Segundo Damásio (1998) na sua obra “O Erro de Descartes”, o erro de Descartes foi precisamente a separação entre o corpo e a mente. Ou seja, Descartes defende que o raciocínio, o juízo moral e o sofrimento provenientes da dor física ou da agitação emocional existem independentemente do corpo, existindo uma separação das

operações mais refinadas da mente e da estrutura e do funcionamento do organismo biológico. Segundo o autor, não parece sensato excluir as emoções e os sentimentos da mente, embora estudos científicos de várias áreas o façam.

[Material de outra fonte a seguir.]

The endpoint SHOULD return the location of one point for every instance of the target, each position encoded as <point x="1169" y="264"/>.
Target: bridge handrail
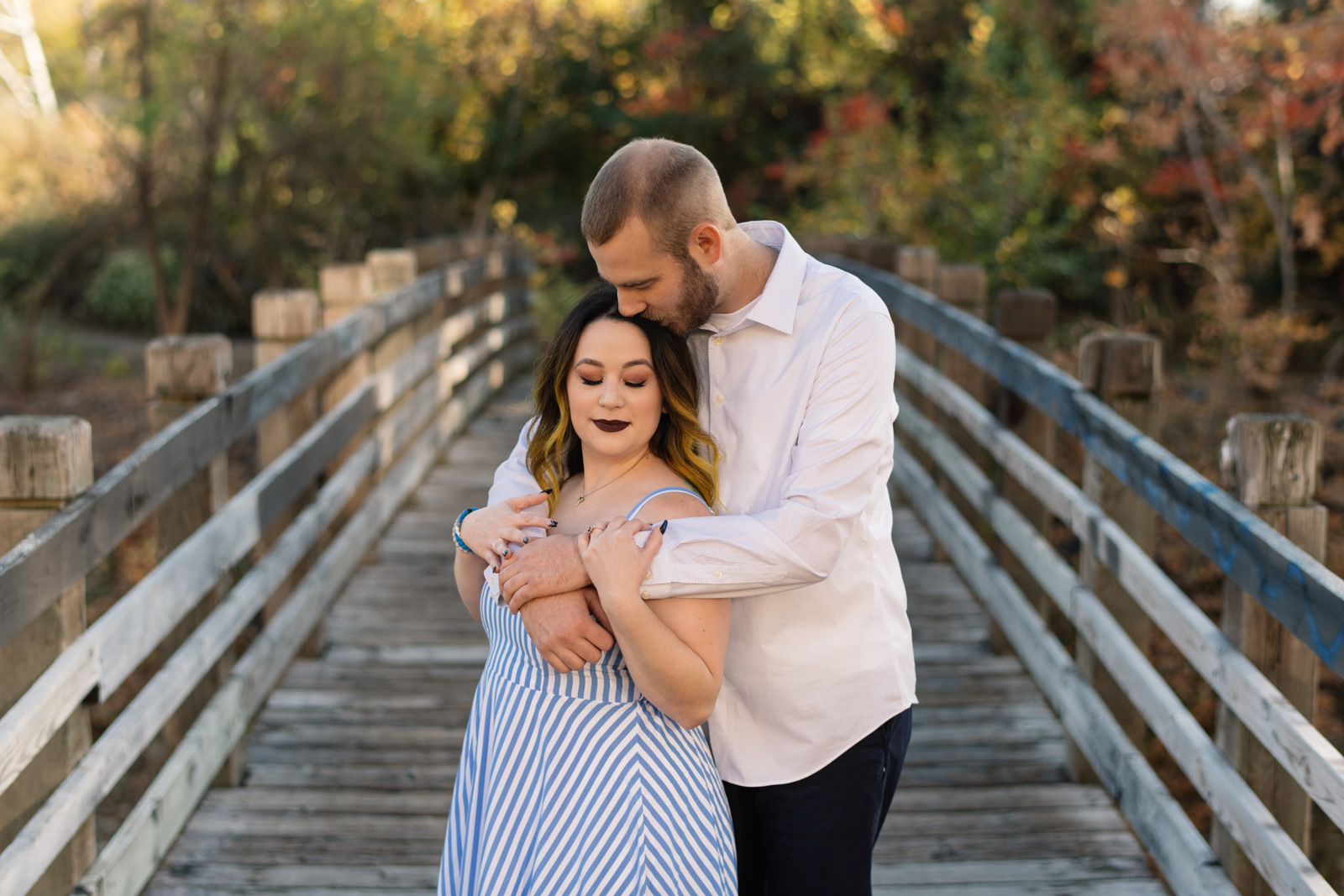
<point x="1272" y="719"/>
<point x="391" y="427"/>
<point x="1162" y="826"/>
<point x="73" y="542"/>
<point x="1292" y="586"/>
<point x="1250" y="822"/>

A maioria dos modelos contemporâneos afecto-cognição entende o afecto como uma parte singular e integrada no sistema representativo cognitivo, no sentido em que a experiência de uma emoção é a cognição. Outra perspectiva aceite é a de que o afecto, enquanto conceito amplo e inclusivo, agrupa simultaneamente emoções e estados de espírito. Em consequência, segundo Forgas (2000:6) as investigações efectuadas abrem caminho a uma bidireccionalidade na ligação afecto e cognição, em detrimento de uma unidirecionalidade. Assim, “is much evidence for affect influencing attention, memory, thinking, associations and judgments ... equally, however, cognitive processes are integral to the elicitation of affective states”.

No decorrer das investigações que estudam a relação afecto e cognição, torna-se evidente que o afecto pode influenciar o processo de cognição, ou seja, o modo de pensar dos indivíduos. Igualmente, e segundo Forgas (2000) os estados afectivos negativos e positivos têm consequências na cognição social, assim como o contrário, também, é importante, ou seja, os processos cognitivos e as regras emocionalmente produzidas estão implicados no modo como os indivíduos compreendem e constroem as situações e na natureza do resultado das suas reacções afectivas.

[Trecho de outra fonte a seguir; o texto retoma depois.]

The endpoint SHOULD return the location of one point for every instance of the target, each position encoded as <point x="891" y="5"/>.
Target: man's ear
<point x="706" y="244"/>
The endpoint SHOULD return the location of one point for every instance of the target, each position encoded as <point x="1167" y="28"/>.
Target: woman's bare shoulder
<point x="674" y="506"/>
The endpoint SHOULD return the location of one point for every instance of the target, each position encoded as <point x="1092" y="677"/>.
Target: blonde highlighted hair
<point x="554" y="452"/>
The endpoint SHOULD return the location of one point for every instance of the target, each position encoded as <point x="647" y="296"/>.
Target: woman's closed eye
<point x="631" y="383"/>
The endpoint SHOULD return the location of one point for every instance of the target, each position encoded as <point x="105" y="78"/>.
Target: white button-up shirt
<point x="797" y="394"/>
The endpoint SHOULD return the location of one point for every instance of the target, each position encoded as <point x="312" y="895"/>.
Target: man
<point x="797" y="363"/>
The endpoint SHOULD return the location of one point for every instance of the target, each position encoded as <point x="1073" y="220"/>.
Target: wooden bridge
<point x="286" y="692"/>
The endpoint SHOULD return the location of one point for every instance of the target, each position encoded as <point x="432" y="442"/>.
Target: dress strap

Segundo Forgas (2000), mais tarde, investigadores como Bruner (1957) e Neisser (1982) admitiram que o pensamento também envolve sentimentos, desejos e emoções. Posteriormente, as investigações de Oatley & Jenkins (1992, 1996 cf Forgas, 2000) sobre a interacção entre o afecto e a cognição vêm confirmar que as faculdades mentais não actuam isoladas. Também Damásio (1998), nas suas investigações, vem defender que certos aspectos da emoção e do sentimento são imprescindíveis para a racionalidade, ajudando o indivíduo na tarefa de fazer previsões e no planeamento das acções para o futuro.

Entre as mais importantes aplicações da Psicologia à Educação está “The confluent education movement”, a partir do qual os teóricos Brown e Gloria Castillo, apontaram a necessidade de juntar o domínio cognitivo e afectivo, para que se pudesse trabalhar a educação do indivíduo como um todo. Deste modo, Arnold & Brown (1999:5) referem que

os métodos surgidos a partir dos anos setenta (Sugestopedia, Silent Way, Community Language Learning, Total Physical Response) têm em consideração o lado afectivo da aprendizagem da língua.

Arnold & Brown (1999:8) afirmam que Hilgard, especialista em aprendizagem e cognição, enfatiza a necessidade de uma abordagem integrada afectividade-cognição. Também, Cross (1992 cf Arnold & Brown, 1999) defende a ideia de uma aprendizagem de todo o cérebro e reconhece o contributo dos afectos para essa aprendizagem: “It is now apparent that learning can be enlivened and strengthened by activating more of the brain’s potential. We can accelerate and enrich our learning, by engaging the senses, emotions, imagination”.

A relação entre o afecto e os aspectos cognitivos é, hoje, um facto e a sua importância no processo de ensino-aprendizagem, também. Deste modo, procuraremos perceber o contributo da afectividade neste processo, no próximo ponto deste capítulo.